- Developer: A Sharp
- Publishers: A Sharp (iOS) Kitfox Games (PC)
- Platform: iOS; macOS; Microsoft Windows ;
- Release: June 28, 2018 (iOS) October 17, 2019 (PC)
- Genre: Strategy simulation
- Mode: Single-player

= Six Ages: Ride Like the Wind =

2018 video game

Six Ages: Ride Like the Wind is a 2018 strategy simulation fantasy video game developed by A Sharp, and the sequel to the 1999 game King of Dragon Pass. The game was released for iOS on June 28, 2018, followed by a Windows version on October 17, 2019. Set in the fictional world of Glorantha, the player controls the fate of a semi-nomadic clan trying to survive during a mythical period when deities walked among mortals. The game was positively received by critics, who cited its story, art and gameplay. It was followed by Six Ages 2: Lights Going Out.

== Gameplay ==
Six Ages: Ride Like the Wind follows the same format as King of Dragon Pass, combining several genres of game, including interactive fiction, role-playing, and turn-based strategy. The player controls the seven-member clan ring leading the clan, providing leadership to the clan in all aspects of its life, such as trading, warfare, agriculture and diplomacy. The player can make two macro-level decisions per each of the five seasons in the Gloranthan year. Random events are drawn from a pool of hundreds, ranging from mundane law disputes to spiritual or demonic incursions. They are often influenced by previous decisions and outcomes. In battle, the player determines the goals and preparations, and possibly chooses the actions of his nobles at pivotal moments.

To succeed, a player must balance the various needs of survival and prospering, as well as manage the problems presented by the setting or the clan individuals - a lack of food might be solvable by clearing more farmland, but when the forest responds by sending a talking fox to urge leaving the trees alone, a wrong choice could bring the clan hunters to war with their environment. Likewise, should a member of the clan act in a selfish and foolish manner, action needs to be taken to stabilize and defuse the situation, if necessary.

== Development ==
Game developer A Sharp is based in Tacoma, Washington. It released King of Dragon Pass in 1999, and the game was a commercial failure, selling only 8000 copies. The game was re-released for iOS devices in 2011 and became a surprise success, leading the game to be ported to other mobile devices as well as PC. This success also generated interest in a follow-up game with the same setting and gameplay, with A Sharp announcing development on the game in 2014.

Like its predecessor, Six Ages: Ride Like The Wind takes place in the fantasy world of Glorantha. A Sharp worked on Six Ages: Ride Like The Wind for four years. There were two lead developers on the project, namely David Dunham and Robin Laws. While the game has over 468,000 words of text, Dunham expected that players would encounter a quarter of it in a single play through.

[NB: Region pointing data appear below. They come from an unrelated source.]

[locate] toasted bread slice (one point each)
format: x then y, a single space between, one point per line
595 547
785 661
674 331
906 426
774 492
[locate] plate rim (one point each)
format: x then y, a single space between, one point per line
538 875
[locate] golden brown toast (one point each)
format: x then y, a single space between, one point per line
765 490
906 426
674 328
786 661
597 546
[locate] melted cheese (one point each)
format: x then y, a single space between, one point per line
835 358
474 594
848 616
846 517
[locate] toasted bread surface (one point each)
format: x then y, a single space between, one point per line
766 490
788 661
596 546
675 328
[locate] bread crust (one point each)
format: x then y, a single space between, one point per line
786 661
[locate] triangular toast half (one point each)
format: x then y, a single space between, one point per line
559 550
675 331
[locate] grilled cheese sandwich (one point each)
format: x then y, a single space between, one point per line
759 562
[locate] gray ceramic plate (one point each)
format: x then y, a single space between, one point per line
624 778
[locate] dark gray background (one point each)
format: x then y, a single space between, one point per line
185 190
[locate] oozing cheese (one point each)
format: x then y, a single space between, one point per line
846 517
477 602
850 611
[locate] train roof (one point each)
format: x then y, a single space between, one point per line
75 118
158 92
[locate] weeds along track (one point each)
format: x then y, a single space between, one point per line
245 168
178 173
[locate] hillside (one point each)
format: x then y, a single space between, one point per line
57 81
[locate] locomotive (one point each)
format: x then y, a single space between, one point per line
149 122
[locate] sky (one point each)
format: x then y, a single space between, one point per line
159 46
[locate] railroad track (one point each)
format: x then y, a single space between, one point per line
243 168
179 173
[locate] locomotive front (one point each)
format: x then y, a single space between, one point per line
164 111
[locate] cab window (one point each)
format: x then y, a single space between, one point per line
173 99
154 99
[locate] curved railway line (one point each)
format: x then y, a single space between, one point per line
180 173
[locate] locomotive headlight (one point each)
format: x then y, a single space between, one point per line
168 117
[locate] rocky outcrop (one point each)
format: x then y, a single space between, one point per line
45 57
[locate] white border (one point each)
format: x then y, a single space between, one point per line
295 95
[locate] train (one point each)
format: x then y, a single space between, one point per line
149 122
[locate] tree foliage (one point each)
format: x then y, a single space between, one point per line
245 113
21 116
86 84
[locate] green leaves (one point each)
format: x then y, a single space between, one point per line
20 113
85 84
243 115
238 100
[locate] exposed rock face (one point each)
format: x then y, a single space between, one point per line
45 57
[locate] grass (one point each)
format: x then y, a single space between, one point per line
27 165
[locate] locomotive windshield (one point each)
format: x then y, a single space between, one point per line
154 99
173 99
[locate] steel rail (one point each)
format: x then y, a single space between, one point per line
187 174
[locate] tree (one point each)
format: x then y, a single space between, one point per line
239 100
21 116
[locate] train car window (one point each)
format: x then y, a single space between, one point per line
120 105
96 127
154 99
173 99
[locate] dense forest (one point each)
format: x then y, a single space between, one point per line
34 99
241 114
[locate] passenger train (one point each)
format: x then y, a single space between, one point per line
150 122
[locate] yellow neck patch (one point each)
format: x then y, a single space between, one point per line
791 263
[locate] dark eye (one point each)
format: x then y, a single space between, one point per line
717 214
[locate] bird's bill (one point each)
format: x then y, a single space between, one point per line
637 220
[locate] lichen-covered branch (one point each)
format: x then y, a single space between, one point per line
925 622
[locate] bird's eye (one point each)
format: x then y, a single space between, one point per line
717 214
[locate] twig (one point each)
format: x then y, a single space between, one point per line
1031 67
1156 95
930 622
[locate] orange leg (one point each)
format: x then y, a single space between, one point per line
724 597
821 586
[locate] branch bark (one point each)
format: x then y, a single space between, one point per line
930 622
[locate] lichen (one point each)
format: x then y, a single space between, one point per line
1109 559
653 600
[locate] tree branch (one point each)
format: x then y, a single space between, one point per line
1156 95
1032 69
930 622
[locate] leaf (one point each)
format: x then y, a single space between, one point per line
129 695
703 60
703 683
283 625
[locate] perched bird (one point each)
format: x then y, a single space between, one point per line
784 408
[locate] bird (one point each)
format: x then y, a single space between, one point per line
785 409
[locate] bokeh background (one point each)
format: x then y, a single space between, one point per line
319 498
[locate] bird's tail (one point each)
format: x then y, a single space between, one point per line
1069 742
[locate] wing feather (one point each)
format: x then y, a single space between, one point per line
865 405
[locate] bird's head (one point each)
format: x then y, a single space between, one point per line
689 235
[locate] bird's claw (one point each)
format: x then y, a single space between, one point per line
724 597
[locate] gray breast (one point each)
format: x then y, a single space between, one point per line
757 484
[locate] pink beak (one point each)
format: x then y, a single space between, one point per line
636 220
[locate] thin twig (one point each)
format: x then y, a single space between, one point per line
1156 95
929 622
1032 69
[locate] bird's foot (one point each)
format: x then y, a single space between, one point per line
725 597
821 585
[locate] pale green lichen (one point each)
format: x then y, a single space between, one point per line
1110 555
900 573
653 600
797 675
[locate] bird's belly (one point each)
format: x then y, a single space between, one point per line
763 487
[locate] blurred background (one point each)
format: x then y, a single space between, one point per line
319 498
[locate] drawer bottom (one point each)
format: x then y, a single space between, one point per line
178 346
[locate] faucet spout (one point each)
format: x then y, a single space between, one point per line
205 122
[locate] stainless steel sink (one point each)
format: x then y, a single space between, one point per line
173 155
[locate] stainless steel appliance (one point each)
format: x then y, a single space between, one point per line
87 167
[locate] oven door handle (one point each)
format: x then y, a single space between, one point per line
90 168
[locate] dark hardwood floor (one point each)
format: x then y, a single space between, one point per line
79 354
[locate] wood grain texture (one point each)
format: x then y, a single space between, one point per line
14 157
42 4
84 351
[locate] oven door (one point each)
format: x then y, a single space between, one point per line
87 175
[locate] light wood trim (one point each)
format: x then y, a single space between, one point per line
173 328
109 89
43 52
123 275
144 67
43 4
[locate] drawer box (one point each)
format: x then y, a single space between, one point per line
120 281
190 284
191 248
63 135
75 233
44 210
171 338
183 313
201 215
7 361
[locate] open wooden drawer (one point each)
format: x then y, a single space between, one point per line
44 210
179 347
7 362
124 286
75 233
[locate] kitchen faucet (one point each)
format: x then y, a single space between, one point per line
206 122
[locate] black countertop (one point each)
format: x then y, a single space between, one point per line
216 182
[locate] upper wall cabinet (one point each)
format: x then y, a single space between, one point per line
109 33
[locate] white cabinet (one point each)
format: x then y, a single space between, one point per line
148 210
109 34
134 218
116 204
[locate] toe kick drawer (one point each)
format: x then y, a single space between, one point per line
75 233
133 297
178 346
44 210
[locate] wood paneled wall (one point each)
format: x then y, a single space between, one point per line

Although the game follows the template of King of Dragon Pass, this game drops the warrior-farmer conflict seen in the previous title, instead introducing the family politics of the different clan advisors.
== Reception ==

Six Ages: Ride Like the Wind received an aggregate score of 87/100 according to review aggregator Metacritic, indicating "generally favorable reviews". PCMag gave the game its editor's choice award, calling it a "unique experience" in praise of its "rich story, lovely art, and haunting world". Rock Paper Shotgun also gave it their editorial award of "Bestest Bests", and Sin Vega wrote that it improved on King of Dragon Pass in every way. PC Gamer compared the title to Crusader Kings 2, with more "weird events" and without the real-time grand strategy map, saying that "there is no experience quite like Six Ages, and I'm just glad to be back in Glorantha again". The PC Gamer review score of 88% made it one of their highest rated games all year.

Aggregate score
| Aggregator | Score |
|---|---|
| Metacritic | 87/100 (PC) |

=== Awards ===
Rock Paper Shotgun celebrated the game for its exploration of mythology, later awarding it the 18th best strategy game on PC, and the 38th best role-playing game. PC Gamer also noted it as one of their highest reviewed games of the decade, while PCMag called it one of the best iPad games of 2022.